Computers are getting smarter by utilizing Machine Learning (ML). It requires a lot of data to train the computers, but they will get better over time with more data.

Question 34

Poisoning the Training Data

Answer 34

Attackers send modified data to confuse the Artificial Intelligence (AI) with the intention of making the AI to behave incorrectly.

Question 35

Evasion Attacks

Answer 35

AI is only as good as the training and programming.
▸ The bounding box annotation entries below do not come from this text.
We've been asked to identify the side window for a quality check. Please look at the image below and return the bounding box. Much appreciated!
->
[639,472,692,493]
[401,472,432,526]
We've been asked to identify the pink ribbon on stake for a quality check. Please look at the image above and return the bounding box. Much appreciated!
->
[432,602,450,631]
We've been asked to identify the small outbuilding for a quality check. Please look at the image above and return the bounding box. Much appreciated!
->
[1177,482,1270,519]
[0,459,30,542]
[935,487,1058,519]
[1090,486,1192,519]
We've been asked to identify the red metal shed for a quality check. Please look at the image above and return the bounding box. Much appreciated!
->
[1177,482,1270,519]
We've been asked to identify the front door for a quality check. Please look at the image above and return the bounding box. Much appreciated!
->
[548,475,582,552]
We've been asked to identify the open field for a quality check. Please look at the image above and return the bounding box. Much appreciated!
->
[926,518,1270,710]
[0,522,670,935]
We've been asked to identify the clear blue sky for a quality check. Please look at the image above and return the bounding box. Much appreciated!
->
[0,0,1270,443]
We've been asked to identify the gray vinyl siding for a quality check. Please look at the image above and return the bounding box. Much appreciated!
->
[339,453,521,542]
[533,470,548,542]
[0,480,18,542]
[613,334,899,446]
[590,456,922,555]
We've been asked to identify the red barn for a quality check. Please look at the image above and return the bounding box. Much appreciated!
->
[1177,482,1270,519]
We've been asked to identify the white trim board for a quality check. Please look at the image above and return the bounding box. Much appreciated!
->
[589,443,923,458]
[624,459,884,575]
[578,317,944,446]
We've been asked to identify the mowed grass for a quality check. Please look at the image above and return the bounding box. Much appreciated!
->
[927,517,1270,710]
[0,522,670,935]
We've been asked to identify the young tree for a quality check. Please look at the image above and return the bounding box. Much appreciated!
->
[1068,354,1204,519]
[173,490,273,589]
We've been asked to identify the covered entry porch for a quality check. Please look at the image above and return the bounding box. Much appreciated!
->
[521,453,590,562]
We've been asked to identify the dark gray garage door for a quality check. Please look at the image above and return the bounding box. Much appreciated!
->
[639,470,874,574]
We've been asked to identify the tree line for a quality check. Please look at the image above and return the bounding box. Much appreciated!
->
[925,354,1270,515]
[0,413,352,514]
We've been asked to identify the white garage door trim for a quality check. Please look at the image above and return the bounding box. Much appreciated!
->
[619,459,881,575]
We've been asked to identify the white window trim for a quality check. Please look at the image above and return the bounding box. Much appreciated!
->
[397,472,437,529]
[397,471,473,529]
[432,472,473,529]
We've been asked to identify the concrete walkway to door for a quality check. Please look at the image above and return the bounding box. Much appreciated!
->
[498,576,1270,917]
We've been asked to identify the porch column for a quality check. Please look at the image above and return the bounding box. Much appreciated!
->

Attackers will target holes and limitations, and will often time change their attacks once the holes are filled.

Question 36

Securing Learning Algorithms

Answer 36

Check training data, constantly retrain with new data, and train the AI with possible poisoning methods.

Question 37

Suppply Chain

Answer 37

Attackers will infect vulnerabilities along the supply chain and abuse the fact that companies will trust their supply chain.

Question 38

Supply Chain Security

Answer 38

Use trusted it infrastructure equipment, cut down on number of suppliers, and strict controls over policies and procedures.

Question 39

Categories for IT Security

Answer 39

Cloud based & on premises.

Question 40

On Premises Security

Answer 40

Full control over everything in house, and a local team can ensure everything is secure. No waiting for support as checks can occur at any time, but security changes may take additional time and cost.

Question 41

Cloud based Security

Answer 41

Data is in a security environment, but third party may have access to data. Cloud providers have more experience managing large scale security, so the biggest security risk is on users to follow best practices. Cloud security options are scalable but may not be as customizable.

Question 42

Cryptographic Attacks

Answer 42

Attackers will try to find vulnerabilities to crack into cryptographic security. The problem often lies in the implantation over the cryptographic methods themselves.

Question 43

Birthday Attack

Answer 43

Utilizes the birthday paradox to find hash collisions, where to different plaintexts passwords would create the same hash value. To protect against this, you can use a large hash output size.

Question 44

Hash Collisions

Answer 44

Hash digests are supposed to be unique, and different input data should never create the same hash.

Question 45

Downgrade Attack

Answer 45

Instead of using perfectly good encryption, the systems are forced to downgrade into a vulnerable encryption method.